# Great Day, To Be Sure, To Be Sure



## dghr272 (Jun 14, 2012)

Bit of celebrating to be done tonight :grin2:

:wav:

:hathat37::hathat37::hathat37::hathat37:

Terry


----------



## Mrplodd (Mar 4, 2008)

The best team won!

Andy


----------



## nicholsong (May 26, 2009)

dghr272 said:


> Bit of celebrating to be done tonight :grin2:
> 
> :wav:
> 
> ...


I thought it was just for St patrick's Day.

I di not know the Irish were good at Netball.


----------



## dghr272 (Jun 14, 2012)

nicholsong said:


> I thought it was just for St patrick's Day.
> 
> I di not know the Irish were good at Netball.


Can understand your confusion as England played like a netball team.:surprise: :grin2::grin2:

Terry


----------



## caulkhead (Jul 25, 2007)

dghr272 said:


> Can understand your confusion as England played like a netball team.:surprise: :grin2::grin2:
> 
> Terry


Frankly, that's an entirely unwarranted slur against netball players!!!!!

....to be sure:wink2:


----------



## dghr272 (Jun 14, 2012)

*Debris Removed Today*

English chariot leaves Twickenham today.

Terry


----------



## GMJ (Jun 24, 2014)

I was in Cardiff for the Wales v France game with 5 French friends who came over for the weekend.
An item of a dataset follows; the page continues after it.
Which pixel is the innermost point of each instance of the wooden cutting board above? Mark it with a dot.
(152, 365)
We met up with an Irish friend of mine; watched the Scotland game in the pub and then your match in the stadium on the TV's there.
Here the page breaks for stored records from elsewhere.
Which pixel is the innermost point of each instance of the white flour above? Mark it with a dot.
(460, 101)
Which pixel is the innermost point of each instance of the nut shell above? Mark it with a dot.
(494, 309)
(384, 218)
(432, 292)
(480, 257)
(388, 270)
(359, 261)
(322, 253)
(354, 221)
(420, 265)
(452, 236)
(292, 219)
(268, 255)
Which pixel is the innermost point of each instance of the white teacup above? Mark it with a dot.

Suffice to say there was a great deal of support for the Irish team for both the French and Welsh supporters:wink2:

An extraordinarily large amount of beer was consumed too!

Graham :smile2:


----------



## aldra (Jul 2, 2009)

Well I’m celebrating with wine

Never heard he of team 

Hic 

Sandra


----------



## caulkhead (Jul 25, 2007)

aldra said:


> Well I'm celebrating with wine
> 
> Never heard he of team
> 
> ...


During Lent? Surely not?


----------



## aldra (Jul 2, 2009)

I’ve given up with lent this year

I just couldn’t make it 

So when I meet my maker

I have to say sorry 

But, what do you feel about the stove?

It’s ok, isn’t it ?

Sandra


----------